The phrase “tax haven: conjures up images of shady money being squirreled away in chilly Swiss banks or sunny tropical ones –a way for businesses and people to hide their dealings from the authorities at home.
Switzerland and the Cayman Islands top the list of the world’s best-known – or most notorious – tax havens, places where foreigners can stash money or assets to avoid taxes and other kinds of prying eyes in their home countries. But as a recent article from International Man reports, it turns out that the world’s leading tax haven is actually the United States.
A tax haven, as defined by the online investing glossary Investopedia, is a country that allows foreign businesses and individuals to deposit assets and conduct financial business with little or no tax liability in a stable political climate. That’s why steadfastly neutral Switzerland has been the world’s most recognizable tax haven for years.
But one of the most recognizably stable countries in the world is the United States. The US dollar continues to set the standard for international monetary trading, and for all its political polarization, the country has a firm foundation of political and economic stability that makes it a attractive to those in places where government wobble and currencies can lose value fast.
That’s why the US fits the definition of an ideal tax haven in every way, at least for now. US property laws are transparent, making it easy for foreign individuals and businesses to buy American real estate or other assets, and set up banking and investment accounts. And in some states, led by tiny Delaware, many transactions routinely stay out of public records.
The security and secrecy the offered by US banks and other institutions makes the country an attractive place for investors and businesses to protect themselves from tax laws at home and to keep many kinds of transactions out of the public eye – a plus not just for illegal dealings but for legitimate businesses that need to keep a low profile.
Those factors are partly behind the surge in foreign investment in US real estate, see by many throughout the world as a very safe investment that endures. It’s also behind another surge in foreign corporations establishing a presence on US soil as a way to avoid corporate taxes at home. And of course individuals also use US banks as safe place for cash and assets that might be vulnerable at home.

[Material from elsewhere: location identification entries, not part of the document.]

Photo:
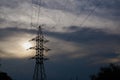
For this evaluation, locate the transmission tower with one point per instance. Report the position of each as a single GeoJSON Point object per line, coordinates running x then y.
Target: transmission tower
{"type": "Point", "coordinates": [39, 70]}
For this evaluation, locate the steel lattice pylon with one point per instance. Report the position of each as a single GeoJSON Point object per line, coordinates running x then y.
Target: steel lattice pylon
{"type": "Point", "coordinates": [39, 71]}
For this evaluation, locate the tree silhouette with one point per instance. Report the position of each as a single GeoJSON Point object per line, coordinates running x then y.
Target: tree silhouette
{"type": "Point", "coordinates": [4, 76]}
{"type": "Point", "coordinates": [112, 72]}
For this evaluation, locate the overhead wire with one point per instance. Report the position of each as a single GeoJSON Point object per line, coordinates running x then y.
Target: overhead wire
{"type": "Point", "coordinates": [39, 9]}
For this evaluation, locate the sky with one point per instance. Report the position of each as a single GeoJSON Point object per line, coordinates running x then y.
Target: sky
{"type": "Point", "coordinates": [87, 34]}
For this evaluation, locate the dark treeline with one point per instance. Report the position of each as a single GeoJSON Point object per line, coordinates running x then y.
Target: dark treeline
{"type": "Point", "coordinates": [111, 72]}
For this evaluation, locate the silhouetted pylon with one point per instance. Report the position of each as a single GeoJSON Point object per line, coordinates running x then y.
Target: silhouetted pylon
{"type": "Point", "coordinates": [39, 70]}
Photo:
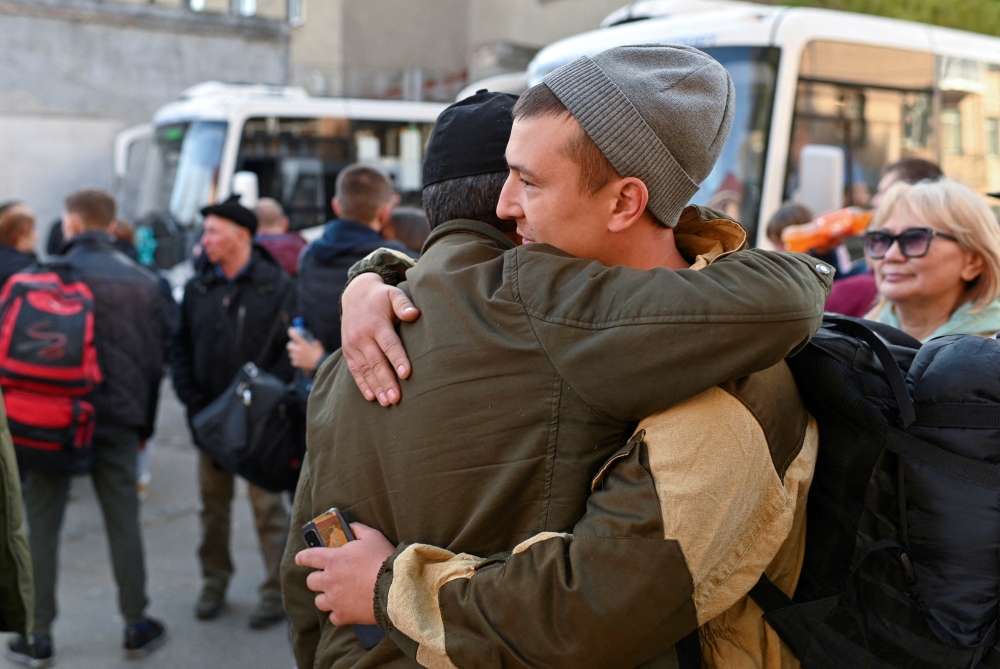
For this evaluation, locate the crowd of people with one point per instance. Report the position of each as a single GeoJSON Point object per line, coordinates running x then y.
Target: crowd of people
{"type": "Point", "coordinates": [546, 474]}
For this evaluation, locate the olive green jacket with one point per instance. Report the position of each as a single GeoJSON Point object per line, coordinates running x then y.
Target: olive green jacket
{"type": "Point", "coordinates": [531, 368]}
{"type": "Point", "coordinates": [17, 596]}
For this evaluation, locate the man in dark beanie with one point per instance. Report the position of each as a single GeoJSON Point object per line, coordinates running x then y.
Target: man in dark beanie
{"type": "Point", "coordinates": [532, 370]}
{"type": "Point", "coordinates": [235, 310]}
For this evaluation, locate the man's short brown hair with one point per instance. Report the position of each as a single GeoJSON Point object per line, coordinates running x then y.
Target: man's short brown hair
{"type": "Point", "coordinates": [595, 169]}
{"type": "Point", "coordinates": [14, 225]}
{"type": "Point", "coordinates": [95, 208]}
{"type": "Point", "coordinates": [361, 190]}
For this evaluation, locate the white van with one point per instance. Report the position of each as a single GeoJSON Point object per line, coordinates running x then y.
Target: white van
{"type": "Point", "coordinates": [271, 142]}
{"type": "Point", "coordinates": [879, 89]}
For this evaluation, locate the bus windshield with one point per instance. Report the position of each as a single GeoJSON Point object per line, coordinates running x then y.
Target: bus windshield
{"type": "Point", "coordinates": [734, 186]}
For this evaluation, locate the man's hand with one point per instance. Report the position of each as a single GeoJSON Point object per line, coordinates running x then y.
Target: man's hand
{"type": "Point", "coordinates": [371, 347]}
{"type": "Point", "coordinates": [304, 354]}
{"type": "Point", "coordinates": [347, 575]}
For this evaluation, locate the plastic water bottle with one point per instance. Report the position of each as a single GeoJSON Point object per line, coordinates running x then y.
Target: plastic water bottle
{"type": "Point", "coordinates": [299, 325]}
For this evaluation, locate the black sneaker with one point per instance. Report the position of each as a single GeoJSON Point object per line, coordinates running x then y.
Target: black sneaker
{"type": "Point", "coordinates": [38, 656]}
{"type": "Point", "coordinates": [143, 637]}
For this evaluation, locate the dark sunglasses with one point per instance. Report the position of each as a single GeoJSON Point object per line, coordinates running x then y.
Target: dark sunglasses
{"type": "Point", "coordinates": [913, 243]}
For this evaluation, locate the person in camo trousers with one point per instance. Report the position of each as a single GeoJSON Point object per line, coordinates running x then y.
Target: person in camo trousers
{"type": "Point", "coordinates": [131, 333]}
{"type": "Point", "coordinates": [235, 310]}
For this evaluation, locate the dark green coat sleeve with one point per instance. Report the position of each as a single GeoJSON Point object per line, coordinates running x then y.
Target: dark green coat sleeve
{"type": "Point", "coordinates": [17, 596]}
{"type": "Point", "coordinates": [631, 343]}
{"type": "Point", "coordinates": [615, 578]}
{"type": "Point", "coordinates": [306, 620]}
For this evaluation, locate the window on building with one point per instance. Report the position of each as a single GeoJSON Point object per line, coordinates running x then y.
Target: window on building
{"type": "Point", "coordinates": [993, 136]}
{"type": "Point", "coordinates": [951, 131]}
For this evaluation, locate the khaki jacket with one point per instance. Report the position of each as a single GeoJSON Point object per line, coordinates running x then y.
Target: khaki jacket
{"type": "Point", "coordinates": [531, 369]}
{"type": "Point", "coordinates": [721, 478]}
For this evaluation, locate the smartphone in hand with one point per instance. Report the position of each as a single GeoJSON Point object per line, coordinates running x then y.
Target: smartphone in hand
{"type": "Point", "coordinates": [331, 530]}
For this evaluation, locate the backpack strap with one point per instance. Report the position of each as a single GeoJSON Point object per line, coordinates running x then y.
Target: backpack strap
{"type": "Point", "coordinates": [964, 415]}
{"type": "Point", "coordinates": [856, 328]}
{"type": "Point", "coordinates": [977, 472]}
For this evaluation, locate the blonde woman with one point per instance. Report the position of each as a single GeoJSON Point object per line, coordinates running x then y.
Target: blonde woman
{"type": "Point", "coordinates": [935, 249]}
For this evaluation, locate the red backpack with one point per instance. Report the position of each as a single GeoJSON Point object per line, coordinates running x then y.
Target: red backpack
{"type": "Point", "coordinates": [48, 367]}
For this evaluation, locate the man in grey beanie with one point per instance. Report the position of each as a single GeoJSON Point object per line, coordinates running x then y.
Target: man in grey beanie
{"type": "Point", "coordinates": [684, 517]}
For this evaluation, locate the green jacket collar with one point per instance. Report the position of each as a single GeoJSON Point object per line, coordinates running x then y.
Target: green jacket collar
{"type": "Point", "coordinates": [701, 234]}
{"type": "Point", "coordinates": [465, 225]}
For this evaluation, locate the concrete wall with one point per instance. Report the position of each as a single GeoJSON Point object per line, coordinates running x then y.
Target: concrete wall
{"type": "Point", "coordinates": [535, 23]}
{"type": "Point", "coordinates": [75, 72]}
{"type": "Point", "coordinates": [395, 47]}
{"type": "Point", "coordinates": [317, 52]}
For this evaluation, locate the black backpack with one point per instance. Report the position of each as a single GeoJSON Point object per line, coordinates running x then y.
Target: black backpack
{"type": "Point", "coordinates": [902, 556]}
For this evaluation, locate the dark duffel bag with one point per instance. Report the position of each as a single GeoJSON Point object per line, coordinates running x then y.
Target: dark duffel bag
{"type": "Point", "coordinates": [253, 430]}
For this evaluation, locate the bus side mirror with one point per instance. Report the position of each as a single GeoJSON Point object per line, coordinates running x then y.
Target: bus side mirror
{"type": "Point", "coordinates": [245, 185]}
{"type": "Point", "coordinates": [821, 178]}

Though tax havens often carry a taint of the illegal or marginal, being a tax haven might actually be good for a country, especially one like the US, which welcomes billons of dollars a year into its economy from foreign deposits and investments. That level of foreign investment may boost the country’s overall economic health, and cement the status of the US as the world’s leading tax haven, but it also raises concerns among some financial experts and market watchers.
The heavy influx of foreign capital and corporations onto US soil, they say, ties the country to the whims of foreign governments and takes control from Americans, What’s more, they argue, the tax haven perks enjoyed by those foreign investors are not available to US citizens.
And that’s true, but for a good reason. The very definition of a tax haven states that its main function is to provide foreigners with a way to keep financial transactions secure with minimal tax liability. It’s the flip side of Americans using foreign havens like Switzerland or creating a “shell” company abroad in order to claim offshore tax status.
What’s more, the climate is changing for tax havens everywhere, with repercussions for the status of the US as a leading repository for foreign funds. A new law, the Foreign Account Tax Compliance Agreement, has been enacted in the US in order to force foreign banks to cough up information on their American accountholders.
On the international front, an extensive list of countries (including Switzerland and the Caymans) have signed off on the Global Account Tax Compliance Agreement, which requires reciprocity in reporting – or intend to in the next few years. These laws would require any bank holding foreign accounts or other investments to report them to the accountholder’s home country.
That means that even as the US legislation requires reporting from foreign banks, those banks could also require reporting on US account held by their citizens. That ushers in a new era of financial transparency that, say some civil libertarians, makes financial privacy of all kinds a thing of the past – and removes one of the major reasons tax havens can flourish.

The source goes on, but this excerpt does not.